Ich passiere die Auberge Marcairie du Frankenthal unterhalb des Col du Falimont und erreiche den Wintersportort Gaschney, der jetzt im Mai bei meinem Eintreffen nur von ein paar Mountainbikern frequentiert wird. Von hier aus geht es kontinuierlich bergab, denn mein Etappenziel liegt gerade mal noch auf 522 m ü. M. Der hinter Gaschney abgehende Wanderweg ist leider gesperrt, so dass ich zunächst einen Umweg auf der serpentinenartig verlaufenden Straße in Kauf nehmen muss.
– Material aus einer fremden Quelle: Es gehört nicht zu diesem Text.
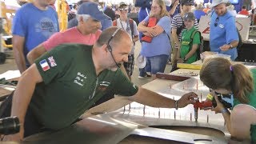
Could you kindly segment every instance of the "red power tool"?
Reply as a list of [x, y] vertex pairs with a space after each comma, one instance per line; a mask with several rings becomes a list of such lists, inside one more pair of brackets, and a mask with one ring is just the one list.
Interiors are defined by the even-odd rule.
[[202, 101], [202, 102], [199, 102], [199, 98], [196, 98], [195, 100], [196, 100], [196, 102], [194, 103], [194, 119], [195, 119], [195, 121], [198, 121], [198, 108], [200, 110], [212, 108], [213, 103], [212, 103], [211, 101]]

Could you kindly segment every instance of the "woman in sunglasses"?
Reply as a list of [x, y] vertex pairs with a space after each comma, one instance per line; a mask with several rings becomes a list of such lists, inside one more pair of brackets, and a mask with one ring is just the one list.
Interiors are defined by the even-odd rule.
[[256, 142], [256, 69], [242, 64], [232, 65], [222, 58], [206, 60], [200, 71], [201, 81], [210, 89], [222, 94], [233, 94], [230, 112], [214, 95], [217, 106], [212, 110], [222, 113], [227, 129], [238, 139]]
[[142, 47], [141, 54], [147, 59], [153, 79], [156, 73], [163, 73], [170, 54], [170, 19], [164, 1], [153, 0], [150, 15], [138, 26], [142, 32]]

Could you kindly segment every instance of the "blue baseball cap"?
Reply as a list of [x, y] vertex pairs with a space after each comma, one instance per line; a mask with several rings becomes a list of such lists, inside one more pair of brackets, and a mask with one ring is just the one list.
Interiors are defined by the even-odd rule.
[[103, 13], [102, 6], [92, 2], [86, 2], [80, 5], [78, 10], [78, 14], [89, 14], [98, 21], [109, 19], [108, 16]]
Diese ist zwar nicht sonderlich frequentiert, aber besonders erbaulich ist es trotzdem nicht und so bin ich froh, als ich wieder auf den parallel zur Straße verlaufenden Wanderweg treffe, der mich zur Ferme Auberge du Braunkopf führt. Nachdem ich seit den frühen Morgenstunden gewandert bin hege ich die Hoffnung auf eine Stärkung in der Herberge, werde aber erneut enttäuscht – auch hier hat die Küche bereits geschlossen und man kann mir höchstens einen Heidelbeerkuchen anbieten. Das selbstgemachte Fruchtsorbet, das ich dazu bestelle entschädigt ein wenig, aber so langsam frage ich mich schon, ob ich es auf meiner Vogesentour noch einmal schaffen werde, unterwegs etwas zu Essen zu bekommen – es bleibt spannend. Wenig später gehe ich die letzten Meter bergab zu meiner Unterkunft in Muhlbach-sur-Munster. Nach dem üblichen Programm mit Duschen, Lesen und Ausruhen besuche ich am Abend das hoteleigene Restaurant La Châtaigneraie, wo ich mir in meiner praktischen Funktionskleidung im Vergleich zu den anderen Restaurantbesuchern schon ein wenig „underdresed“ vorkomme, aber nachdem sich niemand daran zu stören scheint ist es mir schließlich auch egal und ich genieße nach der erneut entgangenen Mahlzeit in der Ferme Auberge zumindest am Abend wieder ein leckeres Menü.